The number of cafés du Commerce in France may be steadily decreasing, but the metaphorical usage they have inspired shows no sign of abating. The so-called café du commerce conversations, speeches, arguments etc. are not – or are no longer – restricted to the premises they are named after. They have, however, maintained all the hallmarks of the discourse genres commonly associated with the type of venue they refer to. Metaphors being a rhetorical device, this paper subjects the café du commerce imagery to a so-called ethnorhetorical inquiry. Ethnorhetorics as a scientific endeavour aims at providing a framework for an enriched foreign language teaching environment through the study of culturally salient metaphors, with a view to ascertaining whether, behind these metaphors, cultural values are hiding that are typical of the languaculture in which they are common currency. There is no guarantee that this is the case, but if it is, the values laid bare may either have been known for some time (in which case ethnorhetorics will allow us to see them in a new light) or be previously undetected (in which case their reality will need to be backed up using different means). The salience of the café du commerce metaphor is highlighted through a sample of external and internal testimonies, followed by an overview of factors enhancing its visibility. The metaphor itself is then subjected to a corpus-based linguistic analysis which, upon completion, enables us to produce a hypothesis on the cultural values of French languaculture. The cultural value which underpins the café du commerce metaphor is that of stance taking, a behaviour which is actively encouraged in French languaculture but curiously ignored in the vast majority of French L2 textbooks used in foreign language classrooms throughout the world.
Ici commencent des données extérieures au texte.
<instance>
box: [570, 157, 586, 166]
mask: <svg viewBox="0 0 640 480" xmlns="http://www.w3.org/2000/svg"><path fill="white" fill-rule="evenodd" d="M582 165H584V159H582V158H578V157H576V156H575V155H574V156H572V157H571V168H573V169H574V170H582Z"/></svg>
1. De l’ethnolinguistique appliquée à l’ethnorhétorique

Si l’idée derrière les démarches relevant de l’ethnolinguistique appliquée (PEETERS, 2013) est de fournir une série d’outils permettant aux apprenants d’une L2 d’exploiter la langue qu’ils étudient afin de mieux cerner les valeurs culturelles communément associées à la langue-culture correspondante, l’objectif de l’ethnorhétorique, nouvelle addition au programme, est d’étudier, en invoquant des faits linguistiques et non linguistiques, des métaphores et d’autres figures culturellement saillantes, en vue de découvrir si derrière elles se cachent des valeurs culturelles caractéristiques de la langue-culture où elles ont été observées. Ce n’est pas toujours le cas, mais dans l’affirmatif, il s’agira soit de valeurs déjà connues, que la démarche ethnorhétorique permettra de mieux comprendre, soit de valeurs précédemment insoupçonnées dont il faudra ensuite confirmer la réalité par d’autres moyens.
La métaphore choisie afin d’illustrer la démarche ethnorhétorique est celle du café du commerce. Il va sans dire que, quand on parle d’un café du Commerce1 particulier, l’usage qu’on fait du nom propre n’a rien de métaphorique. Par contre, parler d’une conversation de café du commerce, c’est recourir à une métaphore dans la mesure où, pour participer à une telle conversation, il n’est pas nécessaire de se rendre dans un café portant ce nom. Une conversation de ce type peut se dérouler n’importe où, puisque c’est la qualité des propos qui détermine le statut de la conversation plutôt que l’endroit où on se trouve. Les conversations, discussions, propos etc. de café du commerce ne sont plus confinés aux cafés éponymes. Ils ont toutefois gardé le trait définitoire essentiel des formes discursives jugées typiques du genre d’établissement auquel ils font allusion. La métaphore à l’étude est lexicalisée, mais assez différente, formellement, de celles du genre Martine est un bulldozer ou Ce chirurgien est un boucher, auxquelles une vaste littérature a été consacrée. Relevant (pour la plupart des locuteurs) de la langue plutôt que de la parole, les métaphores lexicalisées sont celles où la dérivation du sens figuré à partir du sens premier ou littéral «suit un parcours interprétatif balisé, formaté par l’usage, et dans la plupart des cas, enregistré dans les dictionnaires» (REMI-GIRAUD 2006: 63); elles s’opposent avec plus ou moins de netteté aux métaphores vivantes, où « le processus de dérivation s’effectue hic et nunc, c’est-à-dire de manière inédite en contexte », et sont très différentes des métaphores mortes, où « la signification résultante occulte (en principe) complètement l’opération de dérivation dont elle est issue » (ibid.).
La saillance de la métaphore du café du commerce sera notamment illustrée par des témoignages d’observateurs externes et internes, suivi d’un aperçu des facteurs contribuant à sa visibilité. La métaphore fera ensuite l’objet d’une étude linguistique dont les étapes les plus cruciales sont susceptibles d’être répliquées par des apprenants avancés du FLE, le cas échéant sous la direction d’un enseignant qualifié. Rappelons que l’étude, qui repose pour l’essentiel sur le dépouillement d’une base de données ouverte, et non pas d’un corpus fermé,2 a pour but de pénétrer l’univers des valeurs culturelles de la langue-culture française par le biais de la L2.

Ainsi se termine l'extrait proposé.